Is FDR the same as adjusted p-value?
When it comes to statistical analysis, false discovery rate (FDR) and adjusted p-values are often used interchangeably. However, they are not the same thing. While adjusted p-values control the familywise error rate (FWER), FDR controls the proportion of false positives among significant results.
Adjusted p-values are calculated using various methods such as Bonferroni correction, Holm-Bonferroni method, and Benjamini-Hochberg procedure. These methods help to account for multiple testing and reduce the likelihood of false positives.
On the other hand, FDR is a statistical method that aims to control the rate of false discoveries among all discoveries. It is often used in high-dimensional data analysis, such as in genomics or neuroimaging studies.
FAQs
1. What is the purpose of adjusting p-values?
Adjusting p-values is essential when conducting multiple hypothesis tests simultaneously to reduce the likelihood of making false discoveries.
2. How is the Bonferroni correction used to adjust p-values?
The Bonferroni correction involves dividing the desired alpha level by the number of tests being conducted to determine a more stringent significance threshold for each test.
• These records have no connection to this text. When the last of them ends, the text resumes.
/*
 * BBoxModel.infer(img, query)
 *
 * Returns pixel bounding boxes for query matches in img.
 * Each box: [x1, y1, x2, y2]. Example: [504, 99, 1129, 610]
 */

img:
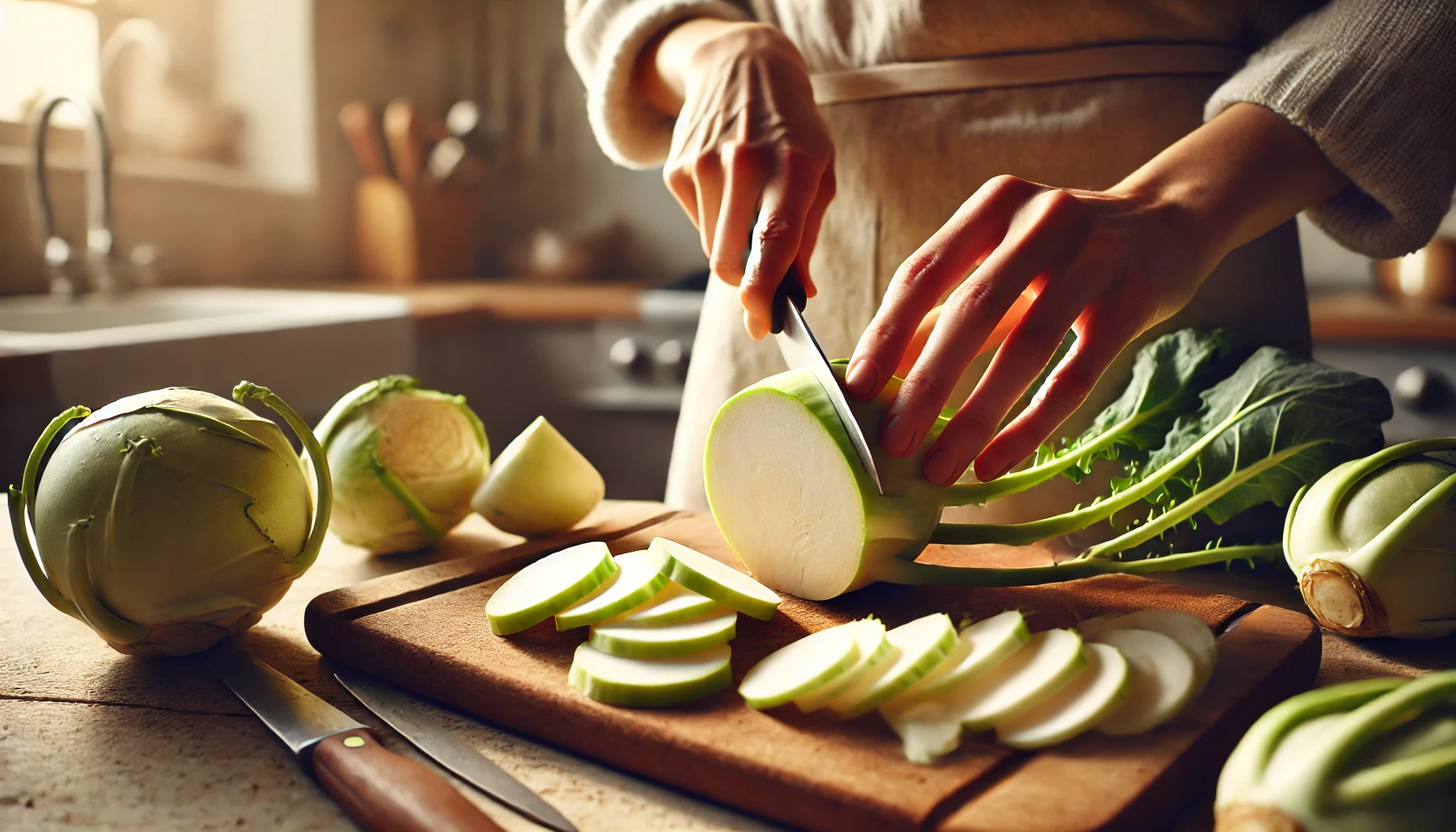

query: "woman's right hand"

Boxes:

3. What is the Holm-Bonferroni method?
The Holm-Bonferroni method is a step-down procedure that adjusts p-values by sequentially comparing them to a descending threshold to control the familywise error rate.
4. How does the Benjamini-Hochberg procedure work?
The Benjamini-Hochberg procedure controls the false discovery rate by ranking p-values, determining a critical value based on a specified FDR level, and then adjusting the p-values accordingly.
5. Can FDR be used in place of adjusted p-values?
FDR and adjusted p-values serve different purposes, but in some cases, FDR can be used as a more flexible alternative to adjust for multiple testing without being as conservative as traditional methods.
6. How is FDR calculated?
FDR is calculated by determining the proportion of false positives among statistically significant results, typically using the Benjamini-Hochberg procedure.
7. What is the difference between FWER and FDR?
Familywise error rate (FWER) controls the probability of making one or more false discoveries, while false discovery rate (FDR) controls the proportion of false positives among significant results.
8. When should FDR be used over FWER?
FDR is more suitable when researchers are willing to tolerate a higher rate of false discoveries in exchange for greater statistical power and flexibility in hypothesis testing.
9. Are adjusted p-values always more stringent than unadjusted p-values?
Adjusted p-values are typically more stringent than unadjusted p-values due to the correction for multiple comparisons, which reduces the likelihood of false positives.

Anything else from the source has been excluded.